Turkey, which is allied with some rebel groups opposed to Syrian President Bashar al-Assad, is in control of the area where the explosion occurred.

“Turkey appears to be trying to push forward, either to conquer new territory for itself and its Syrian rebel allies, like it did in October 2019, or to force the Syrian Democratic Forces and the Americans to hand over more Kurdish-controlled territory to the Russians and the Syrian army,” said Lund.

Former US President Donald Trump ordered the pullout in 2019 of American military forces on the ground in Syria, leaving Washington’s Kurdish allies alone to fend for themselves. The Kurds have been a key partner and its fighters have been instrumental in the US-backed military campaign against the Islamic State organization.

Unlike the previous US administration, the new Biden White House doesn’t see eye to eye with Turkey and Russia on Syria, and that the Americans are eying a comeback in Syria, with greater force, Hitto says

“It’s too soon to say that the Americans are the ones who are turning a blind eye to the attacks that are being planned” in areas controlled by the Americans or by their ally, the Kurds, according to Hitto.
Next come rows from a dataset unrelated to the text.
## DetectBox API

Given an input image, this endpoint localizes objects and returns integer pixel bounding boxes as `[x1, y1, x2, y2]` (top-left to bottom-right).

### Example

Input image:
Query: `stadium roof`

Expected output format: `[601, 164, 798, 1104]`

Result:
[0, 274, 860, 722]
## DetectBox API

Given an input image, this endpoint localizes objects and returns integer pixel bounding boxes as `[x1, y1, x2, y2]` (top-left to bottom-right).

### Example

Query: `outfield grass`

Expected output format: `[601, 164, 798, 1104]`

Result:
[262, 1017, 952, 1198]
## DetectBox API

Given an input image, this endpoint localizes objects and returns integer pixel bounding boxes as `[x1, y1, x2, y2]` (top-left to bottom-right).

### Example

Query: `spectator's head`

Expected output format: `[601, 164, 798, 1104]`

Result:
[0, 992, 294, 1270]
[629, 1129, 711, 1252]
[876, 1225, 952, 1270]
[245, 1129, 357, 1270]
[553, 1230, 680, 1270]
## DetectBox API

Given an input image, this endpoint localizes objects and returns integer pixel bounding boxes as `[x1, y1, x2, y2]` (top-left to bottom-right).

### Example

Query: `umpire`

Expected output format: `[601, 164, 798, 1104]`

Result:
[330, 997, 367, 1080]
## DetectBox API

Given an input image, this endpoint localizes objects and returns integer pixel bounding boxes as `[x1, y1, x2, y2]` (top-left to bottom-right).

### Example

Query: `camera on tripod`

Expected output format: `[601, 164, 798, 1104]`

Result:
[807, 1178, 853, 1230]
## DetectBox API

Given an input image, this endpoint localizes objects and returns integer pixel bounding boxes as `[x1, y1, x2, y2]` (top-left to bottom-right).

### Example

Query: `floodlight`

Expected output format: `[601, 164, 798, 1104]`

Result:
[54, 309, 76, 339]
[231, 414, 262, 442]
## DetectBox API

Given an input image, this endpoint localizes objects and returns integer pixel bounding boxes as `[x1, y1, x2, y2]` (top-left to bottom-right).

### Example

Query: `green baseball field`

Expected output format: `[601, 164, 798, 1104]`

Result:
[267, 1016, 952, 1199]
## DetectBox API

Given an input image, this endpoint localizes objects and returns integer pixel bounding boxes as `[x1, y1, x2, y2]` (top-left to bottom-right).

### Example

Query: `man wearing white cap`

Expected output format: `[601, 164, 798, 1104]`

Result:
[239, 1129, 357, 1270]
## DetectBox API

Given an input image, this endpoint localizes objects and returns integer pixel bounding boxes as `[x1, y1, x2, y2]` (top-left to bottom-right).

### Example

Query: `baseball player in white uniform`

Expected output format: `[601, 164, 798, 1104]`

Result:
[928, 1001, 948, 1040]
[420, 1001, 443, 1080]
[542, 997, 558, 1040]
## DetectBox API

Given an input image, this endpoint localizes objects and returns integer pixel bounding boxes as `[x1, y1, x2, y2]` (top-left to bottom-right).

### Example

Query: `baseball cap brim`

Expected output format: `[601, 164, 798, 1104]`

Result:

He said that there are many actors in the YPG-controlled areas other than the Americans including the Russians, some Arab countries, the Assad regime, Iran and locals.

“The Syrian and Russian governments may see an opportunity to make the US presence more costly and awkward, by stirring up local conflict and undercutting the independence of the Syrian Democratic Forces,” said Lund.

Meanwhile, in northeast Syria, tension has been on the rise between Kurdish security forces and Syrian government supporters. On Sunday, the Kurdish forces opened fire at pro-government protesters, killing one person and wounding several others.

Damascus and the Kurds have avoided military confrontations and have been able to get along for the most part during nearly a decade of conflict.

Syria’s Kurdish minority with its armed groups control a large swath of the northeast of the war-torn country, but government forces are stationed there, including in the main regional cities of Hasakeh and Qamishli. Lund says the northeast part of Syria has seen a “sharp deterioration in mixed cities like Qamishli and Hasakeh, where the Syrian Democratic Forces have overall control and rule all Kurdish regions, but pro-government militias remain based in Arab enclaves and the government retains control over many important institutions.”

Lund says this tension “plays out along Kurdish-Arab lines, and there is certainly an ethnic element to it, but there are political and economic interests at stake.” The Kurds in Syria have built up their own semi-autonomous authorities in the northeast of the country during the civil war, although some state institutions remain.

Syria’s civil war, which began in 2011, has killed more than 387,000 people and displaced millions. Assad’s forces have used an iron fist to quell anti-government protests.